As with last year’s Assembly race, money — not only from individual campaigns, but also from independent expenditure committees (IEs) — is again gushing into the race. Bonilla leads the group of three Democrats with more than $480,000 in contributions this year and $181,000 in cash remaining through the end of February. Buchanan has received $284,000 in total fundraising this year with $111,000 remaining. And, although, Glazer entered the race late, he still raised $179,000 in February alone, with $94,000 in the bank. Terry Kremin, a fourth Democrat in the race, has not filed a campaign finance report.

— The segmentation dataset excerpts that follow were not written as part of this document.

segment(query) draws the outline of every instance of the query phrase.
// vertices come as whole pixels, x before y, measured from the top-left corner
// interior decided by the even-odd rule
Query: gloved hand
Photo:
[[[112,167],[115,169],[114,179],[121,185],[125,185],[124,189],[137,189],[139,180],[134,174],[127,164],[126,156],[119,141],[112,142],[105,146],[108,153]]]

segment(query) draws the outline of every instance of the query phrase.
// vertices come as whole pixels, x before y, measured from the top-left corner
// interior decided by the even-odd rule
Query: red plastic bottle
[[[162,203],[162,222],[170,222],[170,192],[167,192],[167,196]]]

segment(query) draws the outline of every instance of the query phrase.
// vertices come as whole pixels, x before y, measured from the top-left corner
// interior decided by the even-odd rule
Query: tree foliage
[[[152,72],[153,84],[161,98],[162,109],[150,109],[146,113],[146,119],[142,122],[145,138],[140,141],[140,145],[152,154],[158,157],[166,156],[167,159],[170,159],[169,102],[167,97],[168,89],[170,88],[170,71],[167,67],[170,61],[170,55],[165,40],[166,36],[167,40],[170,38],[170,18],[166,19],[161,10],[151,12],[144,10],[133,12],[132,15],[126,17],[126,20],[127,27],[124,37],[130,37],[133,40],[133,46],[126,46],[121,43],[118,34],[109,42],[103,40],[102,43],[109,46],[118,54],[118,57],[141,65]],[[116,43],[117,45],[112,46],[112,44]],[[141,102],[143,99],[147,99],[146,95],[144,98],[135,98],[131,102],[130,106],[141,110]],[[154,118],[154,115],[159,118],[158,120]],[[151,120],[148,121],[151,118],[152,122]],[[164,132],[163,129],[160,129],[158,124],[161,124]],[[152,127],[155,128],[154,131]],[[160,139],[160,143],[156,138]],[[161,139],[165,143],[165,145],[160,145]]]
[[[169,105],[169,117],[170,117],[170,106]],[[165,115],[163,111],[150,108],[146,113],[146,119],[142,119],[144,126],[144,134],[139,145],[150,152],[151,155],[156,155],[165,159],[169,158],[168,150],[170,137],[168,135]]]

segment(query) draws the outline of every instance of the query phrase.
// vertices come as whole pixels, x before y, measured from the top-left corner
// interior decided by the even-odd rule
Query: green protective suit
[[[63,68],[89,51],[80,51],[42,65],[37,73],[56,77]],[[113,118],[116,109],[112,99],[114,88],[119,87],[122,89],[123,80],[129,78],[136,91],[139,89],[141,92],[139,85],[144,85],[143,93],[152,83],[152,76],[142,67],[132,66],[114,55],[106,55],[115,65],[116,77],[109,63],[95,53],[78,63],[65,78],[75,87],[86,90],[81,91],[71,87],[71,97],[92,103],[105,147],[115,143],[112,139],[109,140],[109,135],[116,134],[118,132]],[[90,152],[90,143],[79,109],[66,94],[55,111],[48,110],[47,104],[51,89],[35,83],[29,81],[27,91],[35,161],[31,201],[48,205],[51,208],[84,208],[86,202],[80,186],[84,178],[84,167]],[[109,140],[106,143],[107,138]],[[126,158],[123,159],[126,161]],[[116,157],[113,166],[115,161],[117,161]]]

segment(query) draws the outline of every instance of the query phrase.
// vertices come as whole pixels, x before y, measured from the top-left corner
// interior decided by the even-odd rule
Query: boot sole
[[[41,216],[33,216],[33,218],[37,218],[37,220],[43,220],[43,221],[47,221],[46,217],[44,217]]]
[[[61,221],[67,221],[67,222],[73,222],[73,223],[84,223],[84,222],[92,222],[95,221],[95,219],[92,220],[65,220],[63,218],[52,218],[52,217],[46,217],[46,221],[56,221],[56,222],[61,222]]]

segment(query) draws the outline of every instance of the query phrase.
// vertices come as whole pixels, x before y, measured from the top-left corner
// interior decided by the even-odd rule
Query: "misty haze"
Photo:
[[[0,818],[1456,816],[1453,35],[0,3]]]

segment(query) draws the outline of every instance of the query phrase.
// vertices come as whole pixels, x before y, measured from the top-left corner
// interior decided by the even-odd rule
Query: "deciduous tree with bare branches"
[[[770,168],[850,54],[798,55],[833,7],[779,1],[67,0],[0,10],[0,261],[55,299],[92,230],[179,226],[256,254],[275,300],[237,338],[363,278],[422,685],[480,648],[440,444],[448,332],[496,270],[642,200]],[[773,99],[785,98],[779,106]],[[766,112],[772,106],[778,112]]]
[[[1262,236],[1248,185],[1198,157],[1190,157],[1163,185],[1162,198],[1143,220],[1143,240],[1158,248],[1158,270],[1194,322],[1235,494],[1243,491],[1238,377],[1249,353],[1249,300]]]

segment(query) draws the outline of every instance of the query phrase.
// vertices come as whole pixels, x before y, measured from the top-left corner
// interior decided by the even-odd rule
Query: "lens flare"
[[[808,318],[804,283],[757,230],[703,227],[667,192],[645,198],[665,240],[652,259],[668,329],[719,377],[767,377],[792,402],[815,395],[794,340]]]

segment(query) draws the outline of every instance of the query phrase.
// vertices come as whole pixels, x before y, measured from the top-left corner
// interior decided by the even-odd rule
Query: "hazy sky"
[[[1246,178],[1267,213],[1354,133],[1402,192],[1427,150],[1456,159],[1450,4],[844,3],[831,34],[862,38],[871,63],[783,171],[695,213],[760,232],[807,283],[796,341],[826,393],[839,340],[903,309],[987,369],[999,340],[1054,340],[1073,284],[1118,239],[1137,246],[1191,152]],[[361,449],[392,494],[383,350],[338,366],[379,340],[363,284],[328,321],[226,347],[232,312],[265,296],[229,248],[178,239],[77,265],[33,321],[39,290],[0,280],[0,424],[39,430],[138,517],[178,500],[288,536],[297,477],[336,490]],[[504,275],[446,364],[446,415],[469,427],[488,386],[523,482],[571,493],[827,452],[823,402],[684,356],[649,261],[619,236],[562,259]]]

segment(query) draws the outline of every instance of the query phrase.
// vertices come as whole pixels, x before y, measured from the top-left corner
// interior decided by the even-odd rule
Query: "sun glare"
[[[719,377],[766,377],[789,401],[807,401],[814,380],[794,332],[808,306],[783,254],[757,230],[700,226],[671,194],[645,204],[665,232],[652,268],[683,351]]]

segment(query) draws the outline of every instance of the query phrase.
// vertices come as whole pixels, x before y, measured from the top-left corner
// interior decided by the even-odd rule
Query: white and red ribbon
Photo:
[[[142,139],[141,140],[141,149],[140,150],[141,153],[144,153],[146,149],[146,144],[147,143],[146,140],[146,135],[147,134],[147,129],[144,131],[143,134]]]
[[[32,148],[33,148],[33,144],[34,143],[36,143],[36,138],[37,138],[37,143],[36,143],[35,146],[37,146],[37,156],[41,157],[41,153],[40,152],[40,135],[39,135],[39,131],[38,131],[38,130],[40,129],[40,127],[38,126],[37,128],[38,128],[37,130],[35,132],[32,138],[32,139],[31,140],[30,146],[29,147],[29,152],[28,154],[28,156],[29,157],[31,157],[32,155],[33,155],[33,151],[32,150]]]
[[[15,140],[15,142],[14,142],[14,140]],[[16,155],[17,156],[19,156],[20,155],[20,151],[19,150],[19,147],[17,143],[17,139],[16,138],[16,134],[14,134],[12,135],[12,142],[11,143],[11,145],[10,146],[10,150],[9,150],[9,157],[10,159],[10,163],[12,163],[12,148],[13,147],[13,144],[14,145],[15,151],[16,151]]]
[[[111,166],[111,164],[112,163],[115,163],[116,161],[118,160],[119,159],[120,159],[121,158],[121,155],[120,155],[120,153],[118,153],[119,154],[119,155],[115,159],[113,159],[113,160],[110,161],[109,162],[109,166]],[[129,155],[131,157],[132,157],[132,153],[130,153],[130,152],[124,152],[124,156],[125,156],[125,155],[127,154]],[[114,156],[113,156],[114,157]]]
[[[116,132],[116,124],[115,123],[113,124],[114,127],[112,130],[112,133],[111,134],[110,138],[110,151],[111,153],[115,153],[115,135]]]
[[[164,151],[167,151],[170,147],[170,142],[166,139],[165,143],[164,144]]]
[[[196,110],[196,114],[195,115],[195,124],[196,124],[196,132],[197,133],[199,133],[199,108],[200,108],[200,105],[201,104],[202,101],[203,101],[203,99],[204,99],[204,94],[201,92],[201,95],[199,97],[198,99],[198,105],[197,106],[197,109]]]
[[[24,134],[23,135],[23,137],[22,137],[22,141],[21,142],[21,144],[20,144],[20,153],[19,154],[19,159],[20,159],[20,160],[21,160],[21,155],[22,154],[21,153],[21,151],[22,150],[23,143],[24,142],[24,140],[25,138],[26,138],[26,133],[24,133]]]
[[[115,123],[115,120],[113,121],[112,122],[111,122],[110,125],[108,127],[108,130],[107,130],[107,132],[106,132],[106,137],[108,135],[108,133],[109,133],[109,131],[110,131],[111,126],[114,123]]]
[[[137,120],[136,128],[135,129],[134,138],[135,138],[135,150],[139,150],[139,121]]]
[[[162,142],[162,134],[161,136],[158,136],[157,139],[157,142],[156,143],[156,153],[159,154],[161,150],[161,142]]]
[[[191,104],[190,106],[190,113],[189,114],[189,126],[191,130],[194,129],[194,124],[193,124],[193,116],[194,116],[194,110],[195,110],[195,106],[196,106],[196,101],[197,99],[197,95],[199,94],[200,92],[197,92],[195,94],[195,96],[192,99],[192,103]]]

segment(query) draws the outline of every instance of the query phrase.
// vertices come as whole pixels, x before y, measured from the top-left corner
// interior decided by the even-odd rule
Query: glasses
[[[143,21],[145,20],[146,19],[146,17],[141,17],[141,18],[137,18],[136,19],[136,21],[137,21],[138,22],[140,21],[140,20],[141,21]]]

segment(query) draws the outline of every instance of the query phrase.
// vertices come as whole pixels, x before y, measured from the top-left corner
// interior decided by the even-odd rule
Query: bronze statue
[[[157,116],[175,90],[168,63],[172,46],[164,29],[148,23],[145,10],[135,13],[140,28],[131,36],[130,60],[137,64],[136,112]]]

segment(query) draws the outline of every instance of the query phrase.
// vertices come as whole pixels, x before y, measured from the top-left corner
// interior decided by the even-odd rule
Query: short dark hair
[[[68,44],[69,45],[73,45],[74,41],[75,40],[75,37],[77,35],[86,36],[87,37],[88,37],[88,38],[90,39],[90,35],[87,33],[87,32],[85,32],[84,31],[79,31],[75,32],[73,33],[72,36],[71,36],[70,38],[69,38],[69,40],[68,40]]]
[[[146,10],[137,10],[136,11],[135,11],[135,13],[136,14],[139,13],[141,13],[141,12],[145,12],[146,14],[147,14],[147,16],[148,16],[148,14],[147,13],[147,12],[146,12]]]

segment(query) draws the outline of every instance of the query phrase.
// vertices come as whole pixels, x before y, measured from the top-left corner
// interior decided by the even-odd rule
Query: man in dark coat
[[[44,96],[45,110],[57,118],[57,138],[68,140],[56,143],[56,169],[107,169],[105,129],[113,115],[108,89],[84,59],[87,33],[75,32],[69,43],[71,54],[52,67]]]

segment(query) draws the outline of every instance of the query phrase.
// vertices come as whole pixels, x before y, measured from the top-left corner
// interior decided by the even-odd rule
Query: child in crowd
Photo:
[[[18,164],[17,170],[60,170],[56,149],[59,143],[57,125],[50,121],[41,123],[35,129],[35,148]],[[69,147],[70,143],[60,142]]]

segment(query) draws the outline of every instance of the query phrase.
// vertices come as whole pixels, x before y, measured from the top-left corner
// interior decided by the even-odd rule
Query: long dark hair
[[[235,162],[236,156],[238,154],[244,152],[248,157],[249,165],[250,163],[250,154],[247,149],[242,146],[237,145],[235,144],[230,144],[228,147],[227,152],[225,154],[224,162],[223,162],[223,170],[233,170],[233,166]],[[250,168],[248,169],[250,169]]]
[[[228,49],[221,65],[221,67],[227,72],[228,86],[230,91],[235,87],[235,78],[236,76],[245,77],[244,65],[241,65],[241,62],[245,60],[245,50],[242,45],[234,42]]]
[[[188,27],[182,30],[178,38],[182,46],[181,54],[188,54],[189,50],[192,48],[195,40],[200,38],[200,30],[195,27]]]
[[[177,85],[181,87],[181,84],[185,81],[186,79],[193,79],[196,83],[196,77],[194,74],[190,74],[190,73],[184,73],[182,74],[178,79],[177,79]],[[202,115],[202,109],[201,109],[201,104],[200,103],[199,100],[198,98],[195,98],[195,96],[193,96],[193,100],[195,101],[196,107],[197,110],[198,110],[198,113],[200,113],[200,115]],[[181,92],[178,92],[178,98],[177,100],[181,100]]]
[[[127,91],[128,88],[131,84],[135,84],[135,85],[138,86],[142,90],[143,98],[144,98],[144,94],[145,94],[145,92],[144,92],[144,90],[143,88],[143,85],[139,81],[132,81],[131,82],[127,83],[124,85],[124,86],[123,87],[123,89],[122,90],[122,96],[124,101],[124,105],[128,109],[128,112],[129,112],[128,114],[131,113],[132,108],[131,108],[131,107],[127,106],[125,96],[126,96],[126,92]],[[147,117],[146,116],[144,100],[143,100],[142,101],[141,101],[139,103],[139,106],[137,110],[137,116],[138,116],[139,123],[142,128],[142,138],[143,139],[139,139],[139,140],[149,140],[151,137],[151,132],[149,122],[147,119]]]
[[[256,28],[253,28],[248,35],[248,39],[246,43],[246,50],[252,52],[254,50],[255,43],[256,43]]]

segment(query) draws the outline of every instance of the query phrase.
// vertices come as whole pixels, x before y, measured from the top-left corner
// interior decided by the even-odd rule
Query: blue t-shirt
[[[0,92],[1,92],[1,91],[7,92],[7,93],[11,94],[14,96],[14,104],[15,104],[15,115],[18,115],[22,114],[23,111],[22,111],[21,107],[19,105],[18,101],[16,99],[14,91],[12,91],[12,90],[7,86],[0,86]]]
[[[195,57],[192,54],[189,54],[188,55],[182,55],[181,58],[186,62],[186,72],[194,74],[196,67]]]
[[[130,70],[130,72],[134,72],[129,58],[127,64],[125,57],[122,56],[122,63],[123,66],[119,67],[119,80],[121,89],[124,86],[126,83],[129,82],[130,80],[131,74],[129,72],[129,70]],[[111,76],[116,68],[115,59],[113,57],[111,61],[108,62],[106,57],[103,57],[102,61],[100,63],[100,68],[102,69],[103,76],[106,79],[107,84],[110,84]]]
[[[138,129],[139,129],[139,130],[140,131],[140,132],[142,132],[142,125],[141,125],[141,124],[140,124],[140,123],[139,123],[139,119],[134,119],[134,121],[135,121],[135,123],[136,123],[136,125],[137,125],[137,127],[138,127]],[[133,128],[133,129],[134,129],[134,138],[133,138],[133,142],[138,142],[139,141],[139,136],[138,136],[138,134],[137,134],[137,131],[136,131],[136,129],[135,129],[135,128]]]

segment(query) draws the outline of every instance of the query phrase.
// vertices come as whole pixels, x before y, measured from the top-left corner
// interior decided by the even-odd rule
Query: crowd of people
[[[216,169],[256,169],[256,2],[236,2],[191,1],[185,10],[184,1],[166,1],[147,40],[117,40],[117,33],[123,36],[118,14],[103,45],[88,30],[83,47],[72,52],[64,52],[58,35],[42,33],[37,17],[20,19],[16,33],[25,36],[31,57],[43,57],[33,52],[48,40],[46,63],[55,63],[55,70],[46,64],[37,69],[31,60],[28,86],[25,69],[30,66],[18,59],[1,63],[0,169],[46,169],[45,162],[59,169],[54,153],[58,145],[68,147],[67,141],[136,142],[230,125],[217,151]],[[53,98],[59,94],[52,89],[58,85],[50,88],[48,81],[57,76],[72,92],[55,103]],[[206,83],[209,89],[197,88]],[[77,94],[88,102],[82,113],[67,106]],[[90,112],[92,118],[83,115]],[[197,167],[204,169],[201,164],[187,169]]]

The candidates’ fundraising haul, however, pales in comparison to the amount of money IEs are spending for and against the candidates. Although they are forbidden by state law from coordinating with candidate campaigns, IEs have become the primary source for negative ads in election contests in California. They also fund a considerable amount of pro-candidate ads. Bonilla, for example, has benefitted from the backing of the California Dental Association and California Professional Firefighters and is viewed as organized labor’s choice in the race. She has also garnered the largest number of political endorsements. In addition, to her endorsement from the state Democratic Party, Bonilla is backed by DeSaulnier, the former officeholder. As for Buchanan, she has received significant support from the California Teachers Association’s PAC. And pro-business groups are spending heavily to back Glazer.
Union-backed groups, however, are also spending big to beat Glazer. For instance, one IE supported primarily by the Service Employee International Union, nurses, and building and construction trades has spent $220,000 on negative mailers against Glazer in just the past two weeks.
While Glazer has spent much of the campaign talking about BART strikes, union questionnaires, and labor’s hardball campaign tactics against him, Bonilla and Buchanan have focused squarely on public schools. Both, in fact, have roots in education: Bonilla was a high school teacher and Buchanan is a former school board member in the area. As for Glazer, he is an appointed member of California State University board of trustees. At a recent forum in Lafayette, Glazer told a mostly Democratic group that he supports a freeze on UC and state tuition costs. Bonilla and Buchanan say the focus should be on increasing the pool of money available to state universities. The trio also all support the state’s high-speed rail plan, and agree that the project’s financing proposal is flawed. They also oppose fracking and the governor’s controversial plan to build two giant water tunnels in order to transport water from the Sacramento-San Joaquin River Delta to Southern California. Buchanan went as far to assert that the tunnels could “potentially destroy the delta.”
Many East Bay politicos believe this race is still up in the air. But if Bonilla were to win the race and, therefore vacate her Assembly seat, guess what? Voters in the region may face yet another bruising and high-priced election later this year.
Correction: The original version of this story misstated Joan Buchanan’s campaign slogan. It is “Positively for Us” — not “Positively Joan.”